I have long thought that people often almost accidentally take their feelings to be their considered positions, without having an extra step of considering them. I take this as a bit more evidence, but it is also possible that my earlier theory just made this kind of  observation stand out, and there are lots of observations in the world to observe.

4 responses to “Fear or fear?

  1. My guess is that the use of “fear” to mean mere prediction of bad things comes from a metaphorical extension of the word for the affective fear response, since that typically coincides with anticipating bad things.

  2. I think the ambiguity between the two senses is deliberate in this case.

    Yes, sometimes we use “I’m concerned that X” to merely mean “X is a possibility/likelihood” but usually that phrasing is adopted when we want to convey “X isn’t improbable and I want to acknowledge it is bad/disturbing/etc…”

    For instance in a (infamous) argument I had with my wife early in our relationship she took my vociferous argument about the presumption of innocence in date rape allegations to imply that I didn’t think it was a big deal if date rapists got away with it*. Had I been aware of this potential misinterpretation I would have said something like, “I’m concerned that all a date rapist must do is offer a plausible consensual story” to signal that while that fact justified my argument it was a very unfortunate one.

    Given this usage the ambiguity with actual fear is intended. My wife actually feared that the law didn’t sufficiently deter date rape so to signal that I wasn’t dismissing that fear it is most effective to use the same language I would use if I was personally (as opposed to merely morally) afraid of the same thing.

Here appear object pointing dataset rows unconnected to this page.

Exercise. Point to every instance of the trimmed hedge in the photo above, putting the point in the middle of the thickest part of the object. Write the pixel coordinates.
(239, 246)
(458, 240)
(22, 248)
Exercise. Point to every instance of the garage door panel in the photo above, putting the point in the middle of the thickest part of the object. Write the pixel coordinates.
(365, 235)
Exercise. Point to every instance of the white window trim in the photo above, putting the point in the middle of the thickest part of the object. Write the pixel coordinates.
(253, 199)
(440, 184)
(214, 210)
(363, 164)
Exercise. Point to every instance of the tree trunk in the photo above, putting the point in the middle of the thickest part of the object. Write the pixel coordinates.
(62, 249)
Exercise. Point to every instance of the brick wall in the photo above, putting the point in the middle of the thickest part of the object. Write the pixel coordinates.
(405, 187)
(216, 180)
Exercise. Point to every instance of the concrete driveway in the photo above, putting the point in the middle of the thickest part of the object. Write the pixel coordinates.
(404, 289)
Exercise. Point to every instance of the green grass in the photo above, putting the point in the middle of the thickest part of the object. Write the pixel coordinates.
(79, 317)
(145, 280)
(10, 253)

    I don’t think this is just an isolated anecdote. Consider Hanson’s point about the social taboo of predicting that discrimination will increase in the future (or any other socially undesirable thing). Many people will take the fact that you are suggesting something is likely (especially in the future) to imply that you think it is good (or at least not bad). Hence to deflect such implications one adopts the same language one would use to signal a fear.

    —–

    *: Luckily in the real world this doesn’t mean it is easy to get away with date rape. Given the ability to raise credibility evidence, e.g., incompatible accounts texted/told to friends, and evidence that the story was unlikely the adversarial process can usually produce sufficient information to warrant convicting the guilty clearly even in date rape cases. My actual point was slightly different.

  3. A shorter version would be:

    People adopt language that is ambiguous between two interpratations because context usually lets the listener infer the true intent while the ambiguity lets the speaker signal the emotional/value judgement/etc.. implicit in the other usage. This seems to be an instance of this phenomena.

  4. I’ve read this and your last post with interest, and then realised that I speak Spanish, which does somehow distinguish between the two types of “I want” (“quiero quedarme aquí” and “querría quedarme aquí”). As for the blank, I would fill it with “I am concerned that…”.